1224
Frederick II founds the University of Naples
The emperor chartered a state university to train Sicilian bureaucrats and counter the papal monopoly on higher learning at Bologna. Students were forbidden to study elsewhere. Thomas Aquinas would later enroll as a boy and catch fire for Aristotle in its lecture halls. It was the first European university founded by a secular ruler rather than the church, a precedent that signaled the state's growing ambitions.
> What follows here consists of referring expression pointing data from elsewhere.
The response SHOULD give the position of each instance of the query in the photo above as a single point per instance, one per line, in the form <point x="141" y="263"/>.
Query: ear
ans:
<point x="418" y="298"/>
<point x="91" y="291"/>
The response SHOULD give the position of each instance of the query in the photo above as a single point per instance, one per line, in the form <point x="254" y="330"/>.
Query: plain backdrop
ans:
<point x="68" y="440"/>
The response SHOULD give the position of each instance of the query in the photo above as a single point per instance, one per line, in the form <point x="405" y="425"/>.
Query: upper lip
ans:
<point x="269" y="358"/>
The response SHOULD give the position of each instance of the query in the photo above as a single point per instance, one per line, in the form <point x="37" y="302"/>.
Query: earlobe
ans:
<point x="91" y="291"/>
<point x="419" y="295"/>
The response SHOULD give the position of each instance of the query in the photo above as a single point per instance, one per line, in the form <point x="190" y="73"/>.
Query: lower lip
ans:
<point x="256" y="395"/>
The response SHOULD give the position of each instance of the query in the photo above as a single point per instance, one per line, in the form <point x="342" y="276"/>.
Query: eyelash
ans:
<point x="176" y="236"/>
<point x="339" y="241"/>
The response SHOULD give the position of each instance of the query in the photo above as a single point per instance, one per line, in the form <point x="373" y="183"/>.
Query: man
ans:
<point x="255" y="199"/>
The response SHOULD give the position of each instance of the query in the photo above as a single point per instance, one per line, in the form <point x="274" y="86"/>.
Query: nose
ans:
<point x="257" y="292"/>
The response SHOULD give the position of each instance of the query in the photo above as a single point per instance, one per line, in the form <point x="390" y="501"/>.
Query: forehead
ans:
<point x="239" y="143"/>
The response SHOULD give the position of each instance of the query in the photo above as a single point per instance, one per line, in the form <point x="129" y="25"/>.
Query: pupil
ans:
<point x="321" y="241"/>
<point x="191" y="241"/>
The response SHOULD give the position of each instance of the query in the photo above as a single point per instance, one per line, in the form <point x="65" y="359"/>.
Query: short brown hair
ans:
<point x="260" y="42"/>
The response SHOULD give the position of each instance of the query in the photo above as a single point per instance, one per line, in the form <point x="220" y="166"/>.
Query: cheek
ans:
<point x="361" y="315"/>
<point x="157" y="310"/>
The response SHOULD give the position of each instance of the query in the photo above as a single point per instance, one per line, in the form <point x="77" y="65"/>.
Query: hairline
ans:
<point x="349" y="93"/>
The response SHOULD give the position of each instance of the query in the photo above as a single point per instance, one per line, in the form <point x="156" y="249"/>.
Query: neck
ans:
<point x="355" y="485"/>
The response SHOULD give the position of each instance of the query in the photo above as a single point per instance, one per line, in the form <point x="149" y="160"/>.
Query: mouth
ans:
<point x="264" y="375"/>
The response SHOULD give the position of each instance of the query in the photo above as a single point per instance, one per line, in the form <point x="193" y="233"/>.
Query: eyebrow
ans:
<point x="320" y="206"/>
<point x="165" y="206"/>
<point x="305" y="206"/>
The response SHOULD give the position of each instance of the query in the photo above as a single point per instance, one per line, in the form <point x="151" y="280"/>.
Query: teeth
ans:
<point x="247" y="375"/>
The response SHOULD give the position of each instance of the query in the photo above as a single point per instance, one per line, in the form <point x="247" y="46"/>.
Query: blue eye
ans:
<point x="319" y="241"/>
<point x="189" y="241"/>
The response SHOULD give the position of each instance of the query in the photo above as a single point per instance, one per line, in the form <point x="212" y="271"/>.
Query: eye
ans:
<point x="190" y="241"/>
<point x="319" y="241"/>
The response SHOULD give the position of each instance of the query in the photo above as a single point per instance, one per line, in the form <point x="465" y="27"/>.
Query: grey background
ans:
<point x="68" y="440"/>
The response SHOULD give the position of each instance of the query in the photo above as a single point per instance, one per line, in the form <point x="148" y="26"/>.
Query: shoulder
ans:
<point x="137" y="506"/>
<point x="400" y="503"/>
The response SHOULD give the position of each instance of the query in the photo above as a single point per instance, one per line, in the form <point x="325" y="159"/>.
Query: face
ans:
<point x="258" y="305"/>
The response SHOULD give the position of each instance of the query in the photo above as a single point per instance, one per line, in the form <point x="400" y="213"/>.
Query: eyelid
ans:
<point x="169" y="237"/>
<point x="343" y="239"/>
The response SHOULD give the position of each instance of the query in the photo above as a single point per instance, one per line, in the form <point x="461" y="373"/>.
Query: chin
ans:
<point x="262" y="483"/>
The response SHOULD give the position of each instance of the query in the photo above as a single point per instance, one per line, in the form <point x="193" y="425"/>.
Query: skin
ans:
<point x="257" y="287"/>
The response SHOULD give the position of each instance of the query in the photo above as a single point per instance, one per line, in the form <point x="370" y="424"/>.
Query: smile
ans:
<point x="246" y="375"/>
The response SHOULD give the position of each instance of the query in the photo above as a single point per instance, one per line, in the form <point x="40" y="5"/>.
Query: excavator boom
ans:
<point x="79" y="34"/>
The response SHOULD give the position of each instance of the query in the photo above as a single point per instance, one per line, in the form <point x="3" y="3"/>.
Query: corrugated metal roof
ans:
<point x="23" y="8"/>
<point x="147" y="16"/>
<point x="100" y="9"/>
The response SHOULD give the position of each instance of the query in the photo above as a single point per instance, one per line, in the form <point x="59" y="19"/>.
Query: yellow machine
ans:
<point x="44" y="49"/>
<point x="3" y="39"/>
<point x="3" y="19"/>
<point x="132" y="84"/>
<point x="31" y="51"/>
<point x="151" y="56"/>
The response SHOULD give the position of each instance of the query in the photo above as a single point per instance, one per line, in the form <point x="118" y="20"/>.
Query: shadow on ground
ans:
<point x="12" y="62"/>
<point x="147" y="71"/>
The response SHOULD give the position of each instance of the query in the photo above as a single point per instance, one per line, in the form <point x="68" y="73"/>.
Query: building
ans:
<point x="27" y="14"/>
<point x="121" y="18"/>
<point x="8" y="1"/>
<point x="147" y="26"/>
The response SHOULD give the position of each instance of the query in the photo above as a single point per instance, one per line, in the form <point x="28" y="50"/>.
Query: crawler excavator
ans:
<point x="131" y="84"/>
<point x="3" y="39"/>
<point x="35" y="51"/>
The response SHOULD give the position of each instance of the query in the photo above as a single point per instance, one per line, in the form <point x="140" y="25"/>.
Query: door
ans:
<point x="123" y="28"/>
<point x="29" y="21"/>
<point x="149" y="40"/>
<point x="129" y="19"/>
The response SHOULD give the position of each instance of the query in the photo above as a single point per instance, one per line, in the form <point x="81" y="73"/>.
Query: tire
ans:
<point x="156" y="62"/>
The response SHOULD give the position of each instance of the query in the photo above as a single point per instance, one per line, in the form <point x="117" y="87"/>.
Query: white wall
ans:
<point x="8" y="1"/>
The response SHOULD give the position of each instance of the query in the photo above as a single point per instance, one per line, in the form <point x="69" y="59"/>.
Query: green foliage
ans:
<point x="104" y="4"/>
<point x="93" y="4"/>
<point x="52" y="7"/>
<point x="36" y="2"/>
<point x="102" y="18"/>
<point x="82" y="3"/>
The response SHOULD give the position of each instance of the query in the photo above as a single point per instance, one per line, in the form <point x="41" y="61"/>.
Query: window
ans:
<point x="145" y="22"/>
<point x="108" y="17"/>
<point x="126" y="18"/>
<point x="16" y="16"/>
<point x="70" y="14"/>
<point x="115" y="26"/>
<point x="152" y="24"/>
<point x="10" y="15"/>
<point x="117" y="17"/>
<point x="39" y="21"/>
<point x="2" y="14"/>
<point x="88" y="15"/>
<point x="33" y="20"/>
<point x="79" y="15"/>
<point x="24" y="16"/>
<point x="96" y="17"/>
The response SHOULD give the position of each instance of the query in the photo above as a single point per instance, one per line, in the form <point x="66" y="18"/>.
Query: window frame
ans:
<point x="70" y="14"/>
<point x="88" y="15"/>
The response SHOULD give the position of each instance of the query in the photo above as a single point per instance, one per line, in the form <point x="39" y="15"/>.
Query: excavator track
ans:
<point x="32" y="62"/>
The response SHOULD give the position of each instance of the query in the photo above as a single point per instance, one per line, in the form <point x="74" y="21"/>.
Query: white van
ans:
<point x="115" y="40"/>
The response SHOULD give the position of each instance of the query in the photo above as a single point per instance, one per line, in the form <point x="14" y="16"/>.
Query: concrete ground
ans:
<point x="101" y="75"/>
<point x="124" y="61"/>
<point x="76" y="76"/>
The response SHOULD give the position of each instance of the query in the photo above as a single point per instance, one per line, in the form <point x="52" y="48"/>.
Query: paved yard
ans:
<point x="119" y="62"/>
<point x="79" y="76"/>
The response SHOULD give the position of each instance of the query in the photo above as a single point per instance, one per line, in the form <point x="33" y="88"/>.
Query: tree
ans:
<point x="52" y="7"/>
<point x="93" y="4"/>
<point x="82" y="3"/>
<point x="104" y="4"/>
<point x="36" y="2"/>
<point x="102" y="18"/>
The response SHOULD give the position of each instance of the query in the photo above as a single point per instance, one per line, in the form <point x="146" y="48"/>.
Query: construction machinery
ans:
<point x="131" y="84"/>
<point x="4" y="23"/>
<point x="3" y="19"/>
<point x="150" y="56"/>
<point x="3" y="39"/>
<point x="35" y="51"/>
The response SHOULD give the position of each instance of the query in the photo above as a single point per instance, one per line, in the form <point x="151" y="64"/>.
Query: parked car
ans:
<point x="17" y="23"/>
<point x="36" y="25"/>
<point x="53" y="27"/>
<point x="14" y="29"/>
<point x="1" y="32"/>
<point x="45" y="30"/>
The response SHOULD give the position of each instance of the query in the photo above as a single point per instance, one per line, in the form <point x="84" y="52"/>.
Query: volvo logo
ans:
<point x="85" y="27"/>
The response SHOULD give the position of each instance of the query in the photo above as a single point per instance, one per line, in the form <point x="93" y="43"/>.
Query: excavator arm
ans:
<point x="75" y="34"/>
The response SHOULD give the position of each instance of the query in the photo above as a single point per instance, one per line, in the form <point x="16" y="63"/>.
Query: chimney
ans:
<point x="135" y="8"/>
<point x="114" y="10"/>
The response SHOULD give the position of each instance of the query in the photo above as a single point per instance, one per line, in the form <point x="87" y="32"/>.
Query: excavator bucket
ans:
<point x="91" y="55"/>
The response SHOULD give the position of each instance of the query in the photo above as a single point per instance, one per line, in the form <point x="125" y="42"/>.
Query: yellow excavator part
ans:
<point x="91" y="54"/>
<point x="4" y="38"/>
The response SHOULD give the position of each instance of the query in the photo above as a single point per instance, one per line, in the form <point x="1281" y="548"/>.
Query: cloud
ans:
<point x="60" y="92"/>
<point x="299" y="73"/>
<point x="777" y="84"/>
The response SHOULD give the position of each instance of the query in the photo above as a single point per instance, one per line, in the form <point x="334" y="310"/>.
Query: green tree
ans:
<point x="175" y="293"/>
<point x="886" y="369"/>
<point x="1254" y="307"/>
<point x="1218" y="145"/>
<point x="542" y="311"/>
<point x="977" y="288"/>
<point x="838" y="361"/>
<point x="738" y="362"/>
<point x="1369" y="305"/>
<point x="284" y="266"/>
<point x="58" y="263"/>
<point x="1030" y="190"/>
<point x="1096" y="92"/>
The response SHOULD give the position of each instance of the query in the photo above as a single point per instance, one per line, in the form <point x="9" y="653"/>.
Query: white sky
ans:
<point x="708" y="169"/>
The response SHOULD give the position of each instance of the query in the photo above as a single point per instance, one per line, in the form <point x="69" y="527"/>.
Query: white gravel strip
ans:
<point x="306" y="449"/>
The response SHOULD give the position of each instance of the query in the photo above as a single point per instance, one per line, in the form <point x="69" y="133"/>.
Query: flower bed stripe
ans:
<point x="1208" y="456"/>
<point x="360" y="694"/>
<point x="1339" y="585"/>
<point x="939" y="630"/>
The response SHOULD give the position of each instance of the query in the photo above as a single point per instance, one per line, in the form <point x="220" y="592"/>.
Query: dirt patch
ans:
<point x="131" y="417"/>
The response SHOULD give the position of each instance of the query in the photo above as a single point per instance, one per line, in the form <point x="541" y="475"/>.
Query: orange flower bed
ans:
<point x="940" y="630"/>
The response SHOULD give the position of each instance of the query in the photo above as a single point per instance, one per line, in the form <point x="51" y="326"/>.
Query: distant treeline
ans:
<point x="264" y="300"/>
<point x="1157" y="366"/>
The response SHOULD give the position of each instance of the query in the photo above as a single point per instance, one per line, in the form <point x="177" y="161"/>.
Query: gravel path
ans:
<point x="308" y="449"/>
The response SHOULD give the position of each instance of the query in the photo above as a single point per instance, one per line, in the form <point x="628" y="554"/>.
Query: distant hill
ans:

Kanem-Bornu Empire expands around Lake Chad
Under the Sayfawa dynasty, the Kanem empire pressed its authority south of the Sahara, controlling trans-Saharan trade routes that carried salt, slaves, and gold between the forest and the Mediterranean. Its capital Njimi, near Lake Chad, housed Quranic schools and camel caravans in uneasy proximity. The empire's diplomatic reach extended to North Africa and Egypt, where its ambassadors were received as representatives of a major Islamic power.
Mongol general Muqali dies campaigning in Jin China
The trusted commander whom Genghis Khan had left to finish the Jin dynasty died of illness during the long, grinding northern China campaign. Muqali had been the first Mongol general to master siege warfare using Chinese engineers, a tactical revolution that his successors would apply from Baghdad to Budapest. His death slowed but did not halt the Mongol advance, which ground on for another decade.
Francis receives the stigmata at La Verna
Praying on the rocky mountain of La Verna in Tuscany, Francis of Assisi reportedly saw a six-winged seraph bearing the image of Christ crucified. When the vision faded, wounds matching those of the crucifixion appeared on his hands, feet, and side. He would die of their effects. The stigmata made Francis the first recorded case in church history and became a defining image of medieval devotion.